After a short-lived moment of victory, both Pakistan and the U.S. are now facing the repercussions of Mehsud’s assassination. As many Pakistanis cheered the death of one of their most wanted men, others have begun to fear retaliation in the form of suicide attacks. Seth Jones, a military expert for the RAND Corporation, pointed out that Americans could face an elevated threat level as well. The CIA’s assassination of the TTP’s previous leader, Baitullah Mehsud, is now believed to have been a motivating factor in the failed Times Square bombing. Today, while yet leader of the Pakistani Taliban is dead at the hands of the CIA, another is already in the process of taking his place. Within 24 hours of their leader’s death, the Taliban’s shura, or governing council, gathered together to appoint Hakimullah Mehsud’s successor. In Pakistan, we seem to be in the process of terrorist whack-a-mole, batting down one leader only to have another pop up to take his place.
Saturday’s peace talks, needless to say, were another casualty of Friday’s drone strike. Pakistan’s interior minister, Chaudhry Nisar Ali Khan, called the assassination, “not just the killing of one person, [but] the death of all peace efforts,” complaining that, “whenever Pakistan has attempted talks, drone attacks have sabotaged them.” Even Afghani President Hamid Karzai added his voice to the fray, agreeing that the strike, “took place at an unsuitable time.” Pakistani conservatives across the country responded to the assassination with outrage, calling the strike an infringement on state sovereignty. Mr. Sharif’s government responded with a warning to Pakistan’s U.S. Ambassador: “Ambassador, take this government seriously.
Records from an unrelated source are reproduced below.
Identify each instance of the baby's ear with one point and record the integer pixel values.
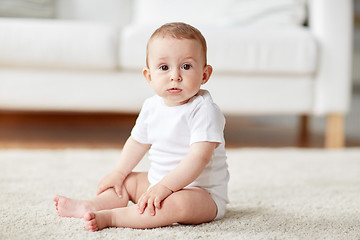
(147, 75)
(206, 74)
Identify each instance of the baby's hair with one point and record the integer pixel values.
(178, 30)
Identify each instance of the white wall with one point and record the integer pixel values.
(117, 12)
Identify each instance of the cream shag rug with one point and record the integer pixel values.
(274, 193)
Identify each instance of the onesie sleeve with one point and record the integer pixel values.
(139, 131)
(207, 124)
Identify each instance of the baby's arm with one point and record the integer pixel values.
(131, 155)
(185, 173)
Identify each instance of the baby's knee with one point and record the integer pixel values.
(135, 185)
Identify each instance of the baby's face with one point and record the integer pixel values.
(176, 69)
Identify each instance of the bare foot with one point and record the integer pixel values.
(68, 207)
(98, 221)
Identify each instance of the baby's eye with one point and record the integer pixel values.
(186, 66)
(164, 67)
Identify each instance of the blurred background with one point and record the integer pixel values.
(71, 129)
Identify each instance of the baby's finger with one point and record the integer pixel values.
(142, 204)
(151, 207)
(118, 190)
(157, 203)
(101, 189)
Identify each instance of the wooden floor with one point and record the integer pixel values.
(69, 130)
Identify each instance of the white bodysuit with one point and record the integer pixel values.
(171, 131)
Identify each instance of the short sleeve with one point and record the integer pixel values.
(207, 124)
(139, 131)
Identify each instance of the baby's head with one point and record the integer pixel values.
(178, 30)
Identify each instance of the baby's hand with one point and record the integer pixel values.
(113, 180)
(153, 197)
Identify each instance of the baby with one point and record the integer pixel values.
(182, 129)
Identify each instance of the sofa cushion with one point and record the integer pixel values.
(57, 44)
(280, 50)
(221, 13)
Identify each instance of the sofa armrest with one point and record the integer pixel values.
(331, 23)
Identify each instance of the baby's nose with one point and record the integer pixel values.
(175, 76)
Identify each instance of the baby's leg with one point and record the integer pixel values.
(68, 207)
(188, 206)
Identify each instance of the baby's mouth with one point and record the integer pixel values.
(174, 90)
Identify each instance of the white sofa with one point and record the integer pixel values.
(265, 60)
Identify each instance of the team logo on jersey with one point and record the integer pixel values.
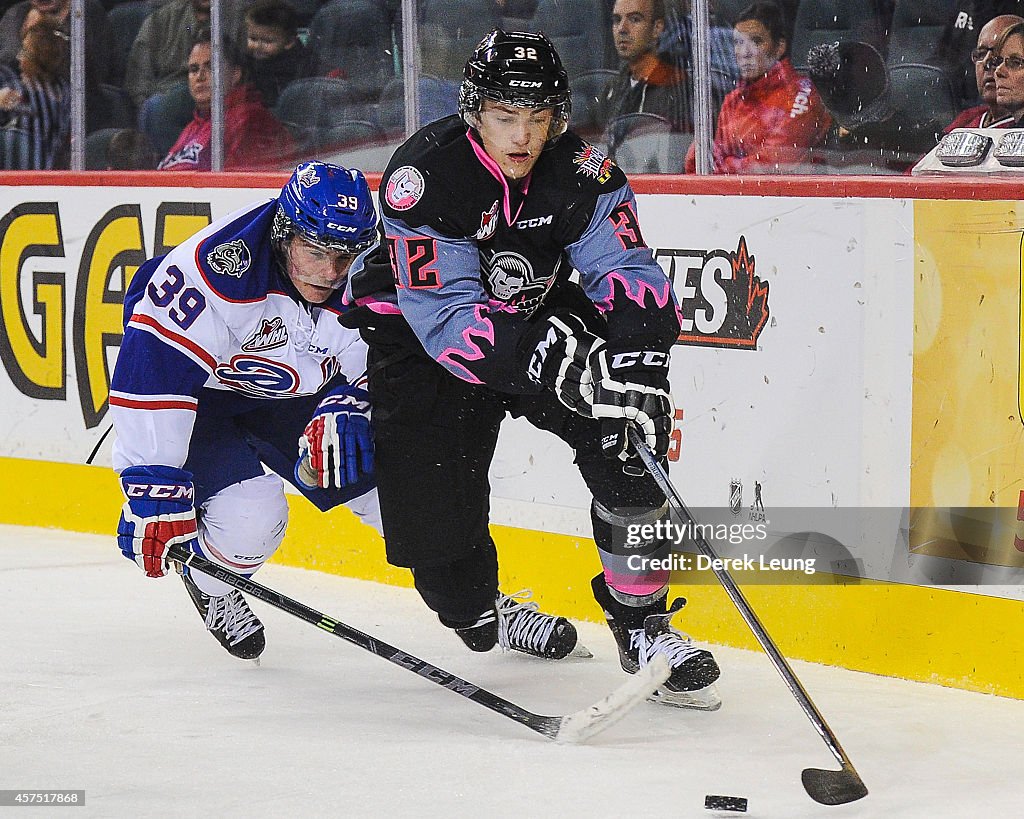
(404, 187)
(258, 377)
(270, 334)
(593, 163)
(231, 258)
(488, 223)
(511, 279)
(307, 176)
(187, 155)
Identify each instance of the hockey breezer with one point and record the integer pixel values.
(577, 727)
(822, 785)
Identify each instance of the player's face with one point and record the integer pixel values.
(315, 271)
(513, 136)
(1010, 76)
(264, 42)
(756, 51)
(634, 28)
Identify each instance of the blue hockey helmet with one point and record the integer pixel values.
(327, 205)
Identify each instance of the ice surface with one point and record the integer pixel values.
(109, 683)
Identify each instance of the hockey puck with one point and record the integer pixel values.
(714, 803)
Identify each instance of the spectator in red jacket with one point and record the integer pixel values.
(254, 139)
(988, 115)
(775, 115)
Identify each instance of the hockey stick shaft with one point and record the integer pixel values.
(572, 728)
(830, 792)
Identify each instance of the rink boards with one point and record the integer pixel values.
(848, 378)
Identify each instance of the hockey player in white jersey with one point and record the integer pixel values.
(232, 353)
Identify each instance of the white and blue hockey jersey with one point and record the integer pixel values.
(218, 313)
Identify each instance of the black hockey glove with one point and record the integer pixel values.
(632, 386)
(560, 352)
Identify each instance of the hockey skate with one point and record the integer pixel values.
(229, 619)
(643, 633)
(516, 624)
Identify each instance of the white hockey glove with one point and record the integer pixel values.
(337, 447)
(632, 386)
(159, 513)
(560, 360)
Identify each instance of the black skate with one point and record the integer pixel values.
(518, 626)
(229, 619)
(642, 633)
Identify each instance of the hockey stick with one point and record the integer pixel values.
(577, 727)
(822, 785)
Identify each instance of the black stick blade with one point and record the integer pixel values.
(834, 787)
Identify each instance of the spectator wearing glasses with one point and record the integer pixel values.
(989, 114)
(254, 139)
(769, 123)
(964, 22)
(1008, 62)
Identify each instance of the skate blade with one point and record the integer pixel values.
(701, 699)
(581, 651)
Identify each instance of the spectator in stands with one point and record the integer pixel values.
(645, 83)
(253, 137)
(157, 60)
(768, 124)
(958, 39)
(678, 44)
(1008, 61)
(987, 115)
(274, 55)
(23, 14)
(130, 151)
(35, 101)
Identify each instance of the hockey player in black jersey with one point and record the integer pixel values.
(471, 313)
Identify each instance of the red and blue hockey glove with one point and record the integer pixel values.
(159, 513)
(337, 446)
(632, 386)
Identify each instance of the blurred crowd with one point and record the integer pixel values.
(796, 86)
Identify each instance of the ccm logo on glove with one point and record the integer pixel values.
(639, 358)
(160, 491)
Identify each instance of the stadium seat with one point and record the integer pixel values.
(437, 98)
(923, 99)
(347, 134)
(124, 20)
(352, 41)
(578, 29)
(588, 93)
(645, 143)
(450, 30)
(830, 20)
(915, 29)
(312, 105)
(114, 109)
(95, 148)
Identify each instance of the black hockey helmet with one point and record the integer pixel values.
(518, 69)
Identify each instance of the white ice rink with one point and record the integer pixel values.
(109, 683)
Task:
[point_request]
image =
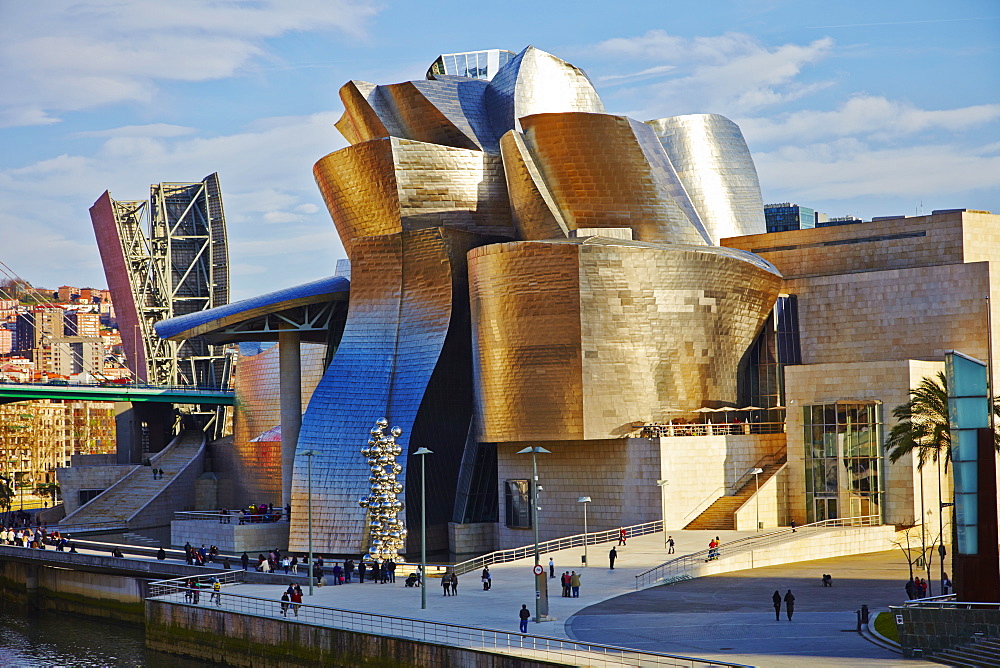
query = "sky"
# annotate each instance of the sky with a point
(851, 108)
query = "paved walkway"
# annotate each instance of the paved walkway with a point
(731, 617)
(513, 585)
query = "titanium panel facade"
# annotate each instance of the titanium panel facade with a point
(578, 339)
(713, 161)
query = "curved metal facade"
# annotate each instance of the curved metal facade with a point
(578, 339)
(566, 338)
(713, 161)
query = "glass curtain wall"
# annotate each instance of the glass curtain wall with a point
(843, 460)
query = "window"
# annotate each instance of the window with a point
(842, 460)
(517, 504)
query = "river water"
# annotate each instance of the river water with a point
(61, 640)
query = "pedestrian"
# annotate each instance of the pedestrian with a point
(285, 598)
(216, 592)
(525, 616)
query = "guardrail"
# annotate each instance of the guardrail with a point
(677, 569)
(707, 429)
(231, 518)
(555, 545)
(439, 633)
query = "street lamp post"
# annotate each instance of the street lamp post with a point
(756, 496)
(539, 579)
(309, 454)
(663, 507)
(422, 452)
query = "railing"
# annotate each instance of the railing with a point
(677, 569)
(555, 545)
(707, 429)
(439, 633)
(232, 517)
(948, 601)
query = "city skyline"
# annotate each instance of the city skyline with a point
(849, 109)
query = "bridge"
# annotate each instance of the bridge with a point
(136, 394)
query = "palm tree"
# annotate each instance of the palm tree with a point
(922, 424)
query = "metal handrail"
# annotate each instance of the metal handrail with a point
(678, 568)
(572, 652)
(555, 545)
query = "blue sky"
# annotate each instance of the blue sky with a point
(862, 108)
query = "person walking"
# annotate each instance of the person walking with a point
(524, 615)
(789, 604)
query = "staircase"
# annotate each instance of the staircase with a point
(122, 501)
(982, 652)
(720, 515)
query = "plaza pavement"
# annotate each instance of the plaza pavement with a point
(726, 617)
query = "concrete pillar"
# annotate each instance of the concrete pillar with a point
(290, 390)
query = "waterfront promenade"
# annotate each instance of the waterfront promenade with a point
(724, 617)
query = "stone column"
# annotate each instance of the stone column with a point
(290, 390)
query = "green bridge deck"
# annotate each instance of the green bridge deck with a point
(11, 392)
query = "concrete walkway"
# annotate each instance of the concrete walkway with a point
(730, 617)
(513, 585)
(725, 617)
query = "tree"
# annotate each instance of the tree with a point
(922, 424)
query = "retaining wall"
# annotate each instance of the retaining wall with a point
(244, 640)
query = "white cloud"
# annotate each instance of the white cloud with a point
(69, 55)
(848, 168)
(865, 115)
(273, 209)
(728, 74)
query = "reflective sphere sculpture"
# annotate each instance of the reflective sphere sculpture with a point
(385, 530)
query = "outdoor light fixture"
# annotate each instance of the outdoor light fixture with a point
(584, 500)
(540, 580)
(422, 452)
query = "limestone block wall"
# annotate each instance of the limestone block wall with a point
(76, 478)
(885, 381)
(703, 468)
(618, 474)
(773, 505)
(230, 538)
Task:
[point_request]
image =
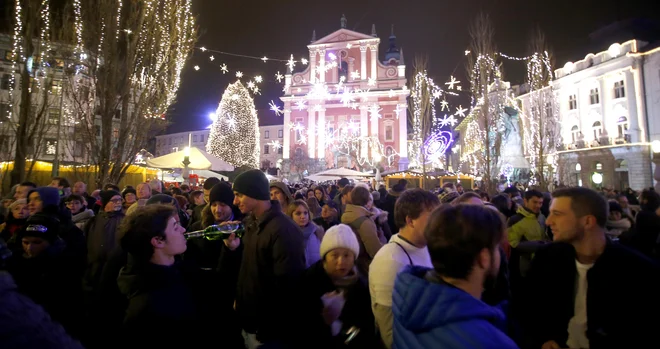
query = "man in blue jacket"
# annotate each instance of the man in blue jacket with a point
(442, 307)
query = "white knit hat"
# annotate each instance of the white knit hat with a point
(340, 235)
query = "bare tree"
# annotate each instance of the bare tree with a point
(128, 60)
(541, 119)
(484, 73)
(32, 87)
(422, 113)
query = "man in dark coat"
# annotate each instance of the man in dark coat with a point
(585, 291)
(271, 265)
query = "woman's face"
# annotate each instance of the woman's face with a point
(339, 262)
(301, 216)
(20, 211)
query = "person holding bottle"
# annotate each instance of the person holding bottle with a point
(270, 267)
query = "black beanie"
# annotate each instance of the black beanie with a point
(42, 226)
(106, 196)
(128, 191)
(222, 192)
(253, 183)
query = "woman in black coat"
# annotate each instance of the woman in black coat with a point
(336, 304)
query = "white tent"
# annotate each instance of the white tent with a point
(199, 160)
(342, 172)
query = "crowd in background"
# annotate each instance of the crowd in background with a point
(340, 265)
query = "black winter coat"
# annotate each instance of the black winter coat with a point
(622, 298)
(356, 312)
(272, 262)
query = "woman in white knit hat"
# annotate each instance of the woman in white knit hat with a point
(336, 297)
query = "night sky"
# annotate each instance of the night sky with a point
(435, 28)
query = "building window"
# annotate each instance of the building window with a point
(572, 102)
(51, 146)
(53, 116)
(619, 90)
(598, 129)
(5, 83)
(622, 126)
(575, 133)
(389, 133)
(593, 96)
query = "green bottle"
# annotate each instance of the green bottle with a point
(217, 232)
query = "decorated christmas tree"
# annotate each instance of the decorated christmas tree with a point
(234, 134)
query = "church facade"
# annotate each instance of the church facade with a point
(347, 108)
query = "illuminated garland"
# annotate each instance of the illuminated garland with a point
(234, 135)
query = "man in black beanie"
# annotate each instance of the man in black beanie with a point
(270, 270)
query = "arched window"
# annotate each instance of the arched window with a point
(598, 129)
(575, 133)
(622, 126)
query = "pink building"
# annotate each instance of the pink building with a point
(347, 108)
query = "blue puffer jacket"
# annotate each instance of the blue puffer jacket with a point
(433, 314)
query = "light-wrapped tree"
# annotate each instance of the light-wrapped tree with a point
(234, 134)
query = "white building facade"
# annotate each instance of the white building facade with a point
(606, 122)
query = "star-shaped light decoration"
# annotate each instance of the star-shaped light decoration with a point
(460, 111)
(448, 120)
(452, 81)
(444, 105)
(291, 63)
(274, 107)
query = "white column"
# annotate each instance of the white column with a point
(322, 131)
(374, 62)
(311, 134)
(351, 68)
(375, 123)
(605, 93)
(312, 66)
(364, 128)
(322, 65)
(633, 121)
(286, 131)
(363, 62)
(403, 131)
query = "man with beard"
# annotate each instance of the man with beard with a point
(442, 307)
(584, 290)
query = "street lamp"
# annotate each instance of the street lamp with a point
(186, 163)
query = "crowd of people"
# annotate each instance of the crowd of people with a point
(337, 265)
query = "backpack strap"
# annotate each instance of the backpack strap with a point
(404, 251)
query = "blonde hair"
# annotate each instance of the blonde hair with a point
(294, 205)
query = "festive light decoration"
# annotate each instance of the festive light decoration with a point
(437, 144)
(234, 135)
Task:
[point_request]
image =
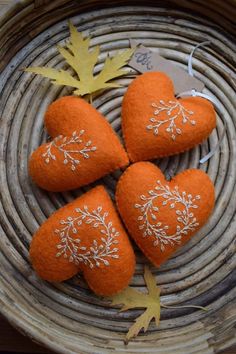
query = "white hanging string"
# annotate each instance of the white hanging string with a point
(195, 93)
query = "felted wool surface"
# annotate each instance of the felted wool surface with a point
(84, 147)
(85, 235)
(161, 216)
(156, 124)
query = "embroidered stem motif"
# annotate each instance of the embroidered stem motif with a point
(71, 153)
(100, 251)
(173, 110)
(186, 219)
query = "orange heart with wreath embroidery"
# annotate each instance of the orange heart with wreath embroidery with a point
(85, 235)
(156, 124)
(162, 216)
(84, 147)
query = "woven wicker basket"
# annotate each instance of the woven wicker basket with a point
(67, 317)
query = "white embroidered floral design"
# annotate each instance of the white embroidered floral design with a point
(100, 251)
(149, 220)
(68, 146)
(173, 110)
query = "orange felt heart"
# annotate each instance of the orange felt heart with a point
(156, 124)
(161, 216)
(84, 147)
(85, 235)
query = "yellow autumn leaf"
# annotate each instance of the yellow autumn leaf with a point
(82, 61)
(131, 298)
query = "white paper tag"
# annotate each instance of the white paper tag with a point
(144, 60)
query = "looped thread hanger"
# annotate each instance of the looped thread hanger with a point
(195, 93)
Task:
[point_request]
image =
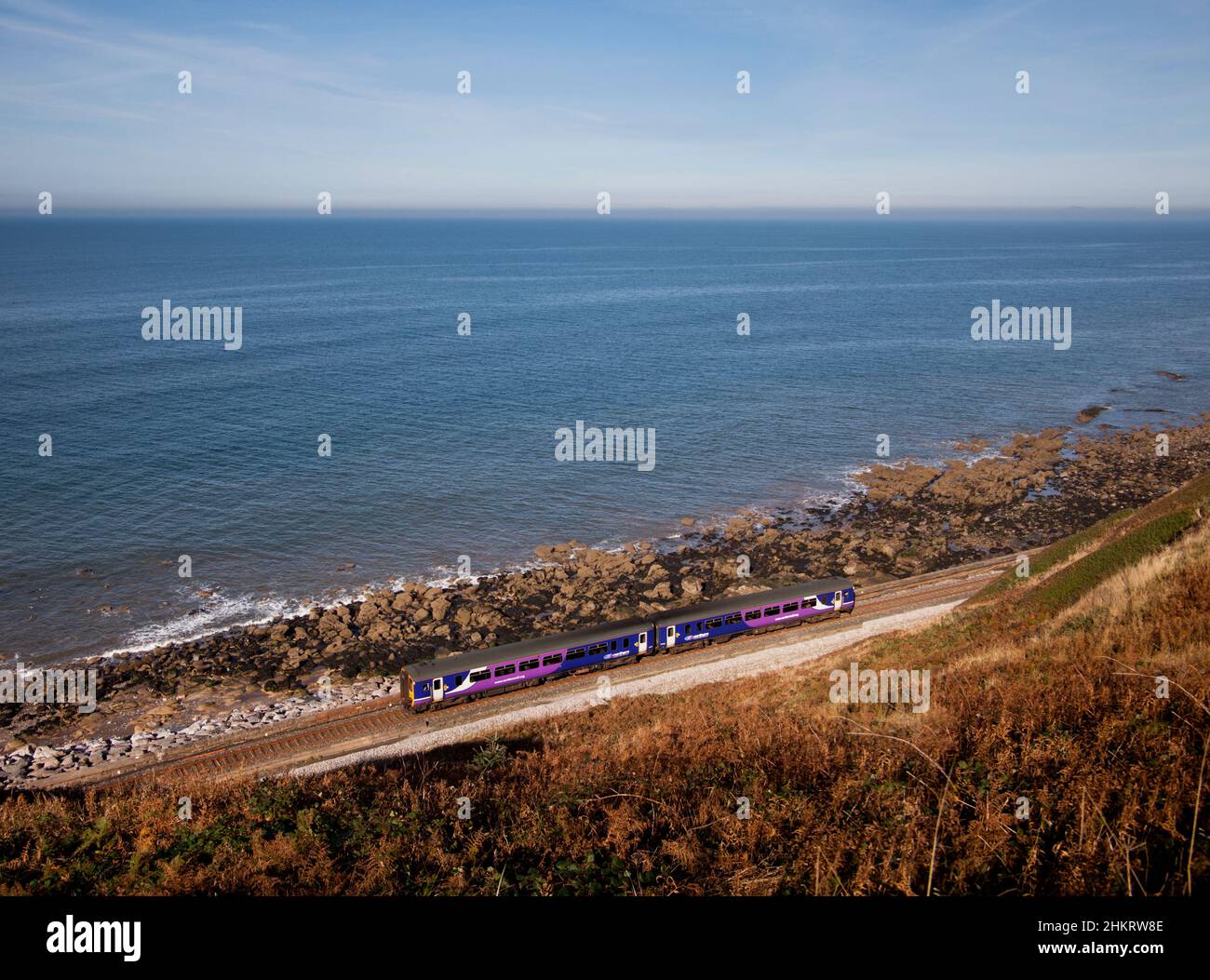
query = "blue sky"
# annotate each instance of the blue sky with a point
(637, 100)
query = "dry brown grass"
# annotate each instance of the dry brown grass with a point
(640, 797)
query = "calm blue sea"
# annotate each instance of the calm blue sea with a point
(443, 446)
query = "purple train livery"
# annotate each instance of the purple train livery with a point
(464, 677)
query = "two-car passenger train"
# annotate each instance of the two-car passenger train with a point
(487, 672)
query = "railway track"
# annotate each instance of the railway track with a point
(326, 734)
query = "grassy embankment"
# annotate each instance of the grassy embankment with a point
(1041, 689)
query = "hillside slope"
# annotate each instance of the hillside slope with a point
(1045, 763)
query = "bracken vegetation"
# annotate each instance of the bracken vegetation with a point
(1048, 765)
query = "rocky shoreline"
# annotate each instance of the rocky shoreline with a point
(907, 518)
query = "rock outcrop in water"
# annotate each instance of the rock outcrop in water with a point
(908, 519)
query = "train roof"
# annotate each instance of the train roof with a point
(478, 658)
(736, 603)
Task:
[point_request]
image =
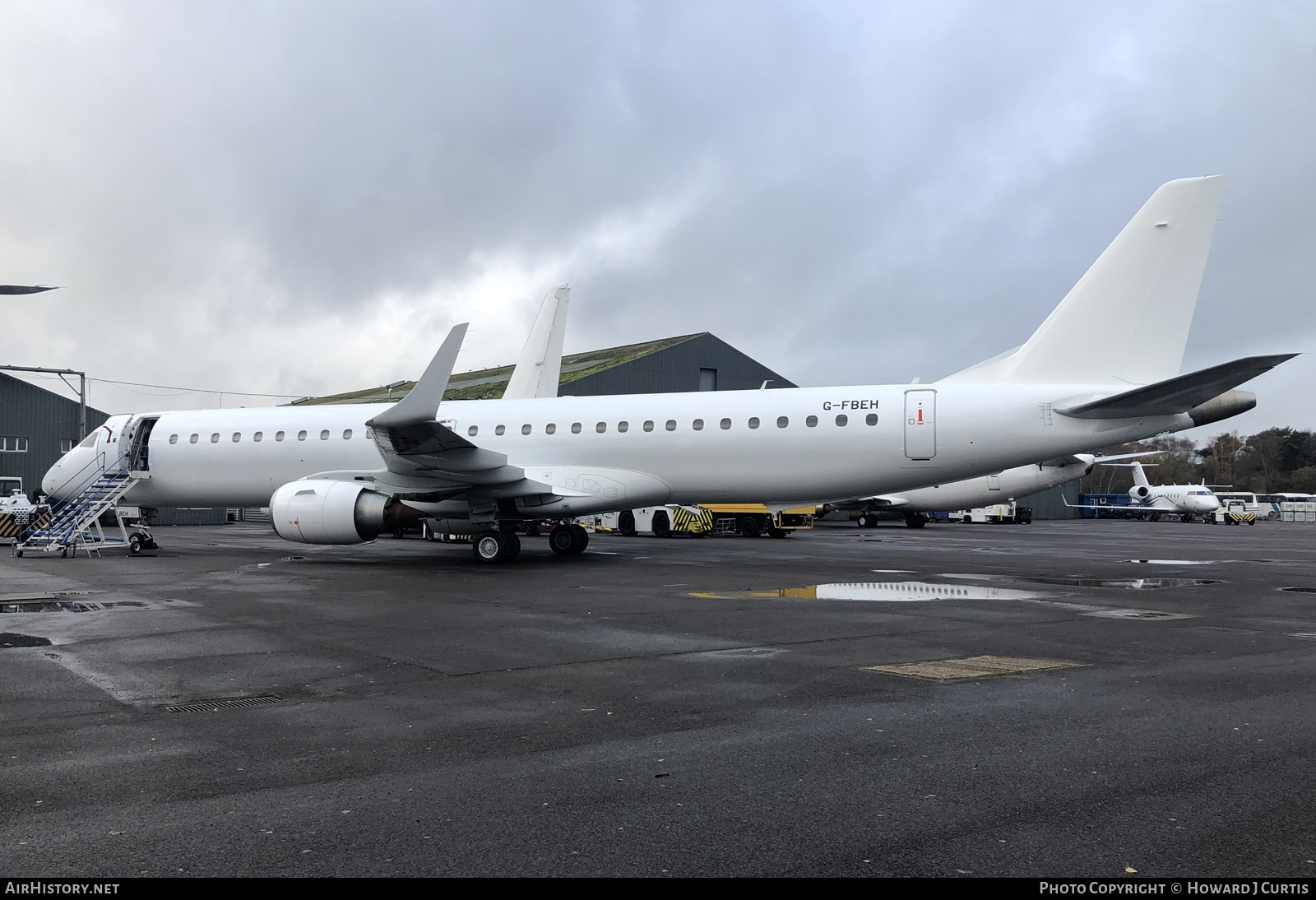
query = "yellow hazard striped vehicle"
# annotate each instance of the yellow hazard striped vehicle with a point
(745, 518)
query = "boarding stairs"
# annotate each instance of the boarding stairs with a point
(95, 489)
(76, 522)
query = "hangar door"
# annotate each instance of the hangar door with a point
(920, 424)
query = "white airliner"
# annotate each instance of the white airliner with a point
(1184, 500)
(344, 474)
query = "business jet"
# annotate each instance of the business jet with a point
(344, 474)
(1152, 502)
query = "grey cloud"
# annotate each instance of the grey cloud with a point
(850, 193)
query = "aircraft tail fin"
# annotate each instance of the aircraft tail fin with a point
(1140, 478)
(1127, 320)
(540, 366)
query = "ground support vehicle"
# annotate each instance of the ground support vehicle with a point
(754, 518)
(727, 518)
(1000, 513)
(1232, 512)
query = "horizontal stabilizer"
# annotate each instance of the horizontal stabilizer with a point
(421, 404)
(1179, 394)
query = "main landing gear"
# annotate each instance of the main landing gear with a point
(569, 540)
(495, 546)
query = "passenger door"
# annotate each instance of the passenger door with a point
(920, 424)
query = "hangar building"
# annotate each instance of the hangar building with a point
(36, 428)
(690, 362)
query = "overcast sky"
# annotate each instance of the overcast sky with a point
(303, 197)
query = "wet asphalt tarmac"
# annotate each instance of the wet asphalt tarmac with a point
(590, 716)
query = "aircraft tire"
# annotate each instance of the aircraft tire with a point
(563, 540)
(491, 546)
(579, 540)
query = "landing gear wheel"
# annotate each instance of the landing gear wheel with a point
(494, 546)
(581, 538)
(569, 540)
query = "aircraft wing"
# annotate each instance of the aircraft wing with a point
(1179, 394)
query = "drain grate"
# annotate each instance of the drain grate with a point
(971, 667)
(234, 703)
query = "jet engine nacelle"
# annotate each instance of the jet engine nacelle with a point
(328, 512)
If drone attacks don’t cease there will be a standoff.” Just yesterday, the Tehrik-i-Insaf, the ruling party of Pakistan’s northwest province, voted to block NATO supply lines by November 20 if the United States does not bring its drone program to a halt. This threat is intended to pressure the Sharif government to toughen its negotiations with the United States in the coming weeks, although whether it will be successful remains to be seen.
As the Obama administration continues it efforts to fight terrorism in Pakistan, it is becoming increasingly difficult to weigh the costs and benefits of our actions. We can only wonder how long administration officials worked to improve relations with their Pakistani counterparts, only to get the call that Mehsud could be taken out – at the risk of sacrificing the progress they had made. Faced with the decision to eliminate a dangerous terrorist or to ensure peace talks with a man The Guardian called, “hardly Pakistan’s great hope for peace,” one cannot be surprised by their decision. On the other hand, the response of the Pakistani people is equally unsurprising. They are reacting to the latest in a program that invades their sovereignty and continues to kill scores of their civilians. As the fight against the Pakistani Taliban continues, we may be entering a pivotal month. The full consequences of Mehsud’s assassination are yet to be determined, and whether Mr. Sharif will be able to reschedule his negotiations with the Taliban remains to be seen. No matter what happens in the coming weeks, we can be sure of one thing: Our desire for diplomacy will continue to be pitted against the need to eliminate terrorists. None of our decisions will be without sacrifice, and only in hindsight will their true consequences become clear.